One way to overcome this limitation is to generate synthetic training
data using predicted structures. Recent advances in protein structure
prediction (e.g. AlphaFold) mean we can computationally model
protein--ligand complexes and use those for learning. Initial efforts
like the PLINDER dataset demonstrated the promise of this approach. SAIR
was created to dramatically expand on this idea -- providing a massive
repository of computationally folded protein--ligand structures *with*
corresponding experimental affinity values. Our goal is to fill the data
gap and catalyze more accurate and robust ML models for binding affinity
prediction.
# **More Information**
- [Scientific Manuscript](https://go.sandboxaq.com/rs/175-UKR-711/images/sair_paper.pdf)

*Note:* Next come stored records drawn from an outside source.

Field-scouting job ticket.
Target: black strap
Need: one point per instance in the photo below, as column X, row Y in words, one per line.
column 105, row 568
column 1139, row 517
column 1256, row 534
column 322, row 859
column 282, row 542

- [Data License](https://storage.cloud.google.com/sandboxaq-sair/LICENSE.txt?authuser=0)
- [Blogpost](https://www.sandboxaq.com/post/sair-the-structurally-augmented-ic50-repository)
# **Contact us about SAIR**
Here at SandboxAQ, we're releasing SAIR to our customers and the world
as just a start on revamping drug discovery. Expect new datasets, AI
models, and transformative solutions to follow, across the drug
development pipeline. If you're interested to learn more about SAIR, or
to see how it or models trained upon it might be expanded to include
targets of special interest to your business, we'd love to hear from
you. Contact us at
**[SAIR@sandboxaq.com](mailto:SAIR@sandboxaq.com)**.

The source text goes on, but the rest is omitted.